Spicer’s face fell. “She’s dead? Oh dear. I didn’t know. I’m so sorry. She was a nice lady.”
“She was. We all miss her sorely. But what about you? Are you a minister here?”
“No. I’m not a minister. My application was never approved.” It was obviously a sore subject, Luke realized, for Spicer quickly went on. “So where is your father now?”
“Here as well. More or less. He’s gone back to the preaching business, at least on a temporary basis.”
Spicer seemed excited by this intelligence. “Here? On Yonge Street? I would like very much to see him, and not only to renew our acquaintance. I have a difficulty I would appreciate his advice on.”
“I’ll tell him I met you,” Luke said. “He will have completed his circuit in a few days, I expect and then he’ll come back here. Could I give him any indication of the nature of your difficulty?”
He had no idea if his father would be happy to see Morgan Spicer or not, especially if the man required advice. Although, he supposed, that was what a preacher was for, really.
“It’s to do with the Strangers’ Burying Ground,” Spicer said. “There has been a very odd occurrence there, and I can make no sense of it. I’d like to ask Mr. Lewis what he thinks.
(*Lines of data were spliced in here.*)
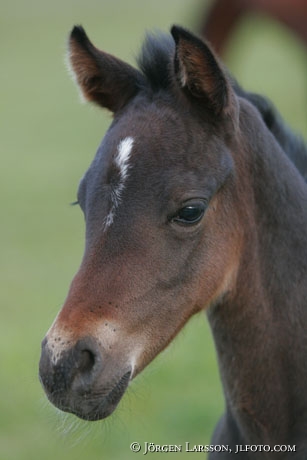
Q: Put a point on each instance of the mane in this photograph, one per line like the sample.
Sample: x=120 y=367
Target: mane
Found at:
x=155 y=58
x=292 y=144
Tell him he can find me at the Keeper’s Lodge by the front gates.”
Luke’s first thought was that Spicer must be referring to ghosts or hauntings or some other nonsense that people associate with graveyards. He knew that his father would be quick to dismiss anything of this nature as a trick of the imagination, but then Spicer peered up at him anxiously. “Tell him it’s important. Tell him it’s a puzzle.”
No request would bring his father running faster, Luke figured, whether he was personally interested in seeing Spicer again or not. Thaddeus loved a puzzle.
“I’ll tell him,” Luke said, and then he tipped his hat and went on his way, wondering if anything that happened in a graveyard could possibly be any stranger than a skeleton whose finger followed you around the room.